I have never downed a cup of water so fast in my life. When I was finished I swear I almost moaned. I was that thirsty. "Thank you," I nodded, setting the now empty cup down. "Its been two hours at least." He explained while I set the cup down.

"Two hours?" I repeated, adjusting my head against the pillow I was sleeping on. The position of the bed was place in a way where I was half sitting but still laying down. "That's not to long ago. How did I get here?" I asked, my mind still foggy. 

"Damon brought you in, well... he and Stefan did." He looked like he wanted to say more but decided against it. It was then I noticed his slouched posture, red watery eyes and fake act he had tried to put on, that I finally realised.

"You're a coward Niklaus!"

"No, Don't say that, nothing is going to happen do you hear me?"

"Elena nothing will ever change the fact that you are still my sister! I don't care what you did! I just need you to be far from here!"

"Letting him live, it wasn't his fault."

All those memories hit me harder then a brick wall. It would've been better if I died, then felt that pain. Betraying Damon, watching Elena's neck get snapped, that un named energy, seeing a stake through Jenna's heart. 

Feeling the life from my veins slowly drain as darkness fell upon me only to come back to life and save Elijah. 

"It wasn't a dream," I swallowed, feeling my chest start to hurt from the memories that hit me. "Their really gone..." I l bit my dried lips at an attempt to stop me from bawling.

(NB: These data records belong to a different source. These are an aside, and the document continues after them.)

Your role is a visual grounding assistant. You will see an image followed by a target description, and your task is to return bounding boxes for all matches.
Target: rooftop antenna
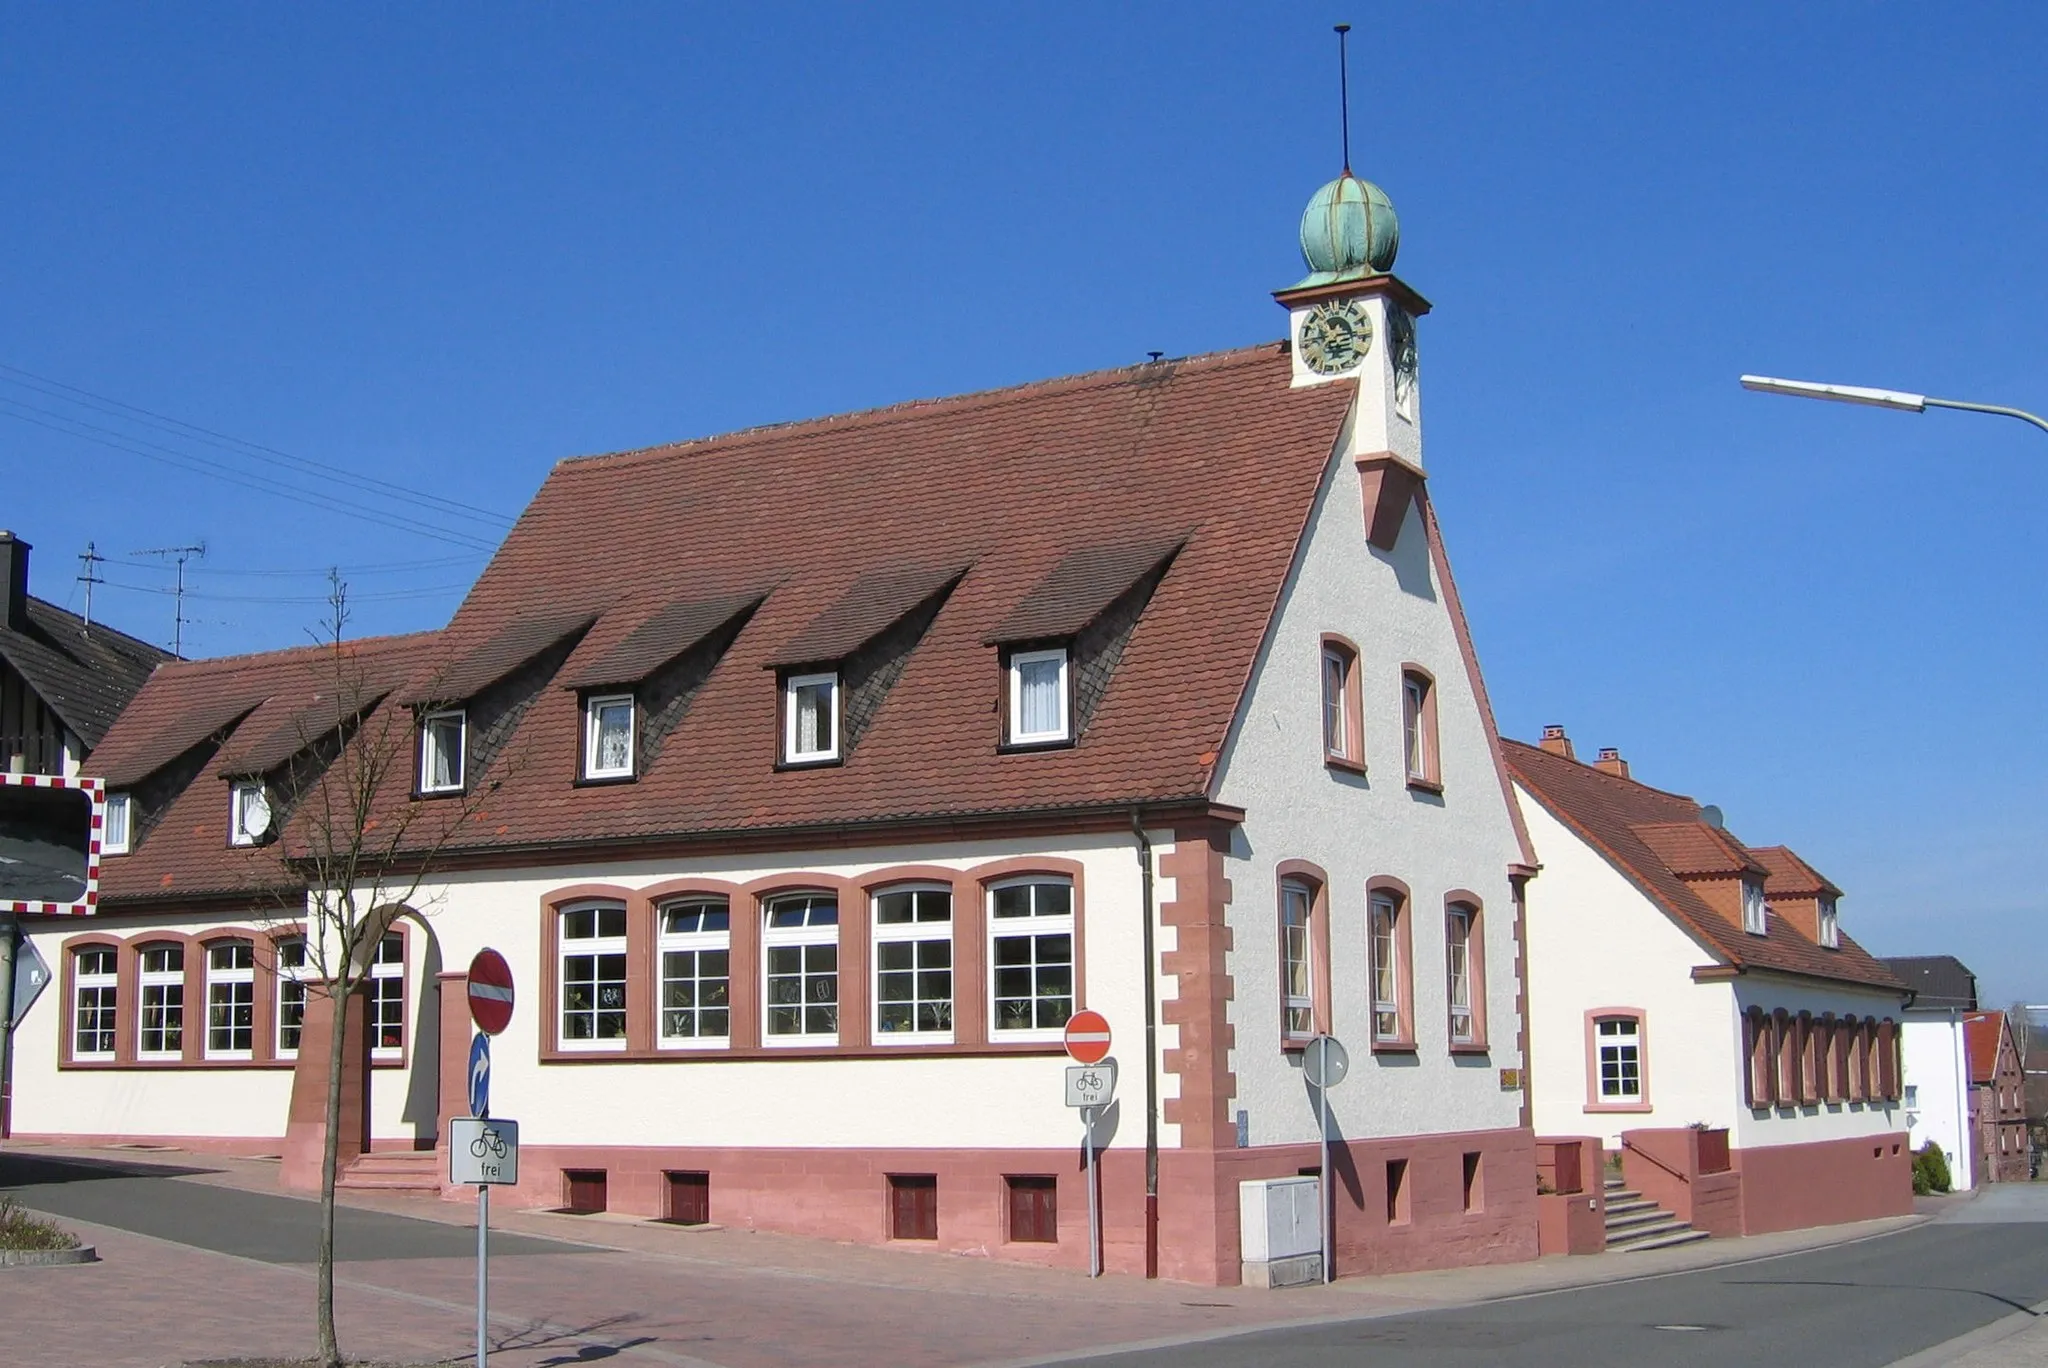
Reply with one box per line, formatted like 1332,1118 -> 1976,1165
1334,22 -> 1353,173
134,540 -> 206,656
76,541 -> 104,630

I felt so small. So fragile. Weak. All of it was real. It wasn't a dream.

"Eva, this wasn't your fault." I felt Alaric's hand over mine as he gently squeezed it comfortingly. I didn't dare look into his eyes in fear of seeing what I know I will see. That he was trying to stay strong. That he was doing everything in his power not to break apart right now while I was here. 

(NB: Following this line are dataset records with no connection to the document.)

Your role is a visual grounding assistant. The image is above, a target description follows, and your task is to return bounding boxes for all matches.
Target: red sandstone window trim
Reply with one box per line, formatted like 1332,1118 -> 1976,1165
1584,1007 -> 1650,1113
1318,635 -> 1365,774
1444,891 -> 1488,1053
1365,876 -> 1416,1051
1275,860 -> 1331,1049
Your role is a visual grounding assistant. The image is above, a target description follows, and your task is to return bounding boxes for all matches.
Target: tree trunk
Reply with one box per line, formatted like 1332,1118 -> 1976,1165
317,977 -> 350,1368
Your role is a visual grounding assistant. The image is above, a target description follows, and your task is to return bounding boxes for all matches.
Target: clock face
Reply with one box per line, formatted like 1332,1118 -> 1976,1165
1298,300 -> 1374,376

I admired him for keeping it together for me. I took a deep shaky breath and wiped the tears under my eyes. "I'm so sorry Ric..." I began. "I-I tried to save her... Tried to save her and Elena but-" I cut myself off. Flashes of what happened only hours ago returned to haunt me.

I could feel the fire from when I was there. I remembered  feeling that wave of energy and the ground below me shake. 

The same feeling was back.

"This isn't your fault, don't you dare blame yourself," He abruptly got up and stood in front of the shuttered windows that were casting light into the other wise dark room. I could see him start to lose it. He was trying hard not to cry.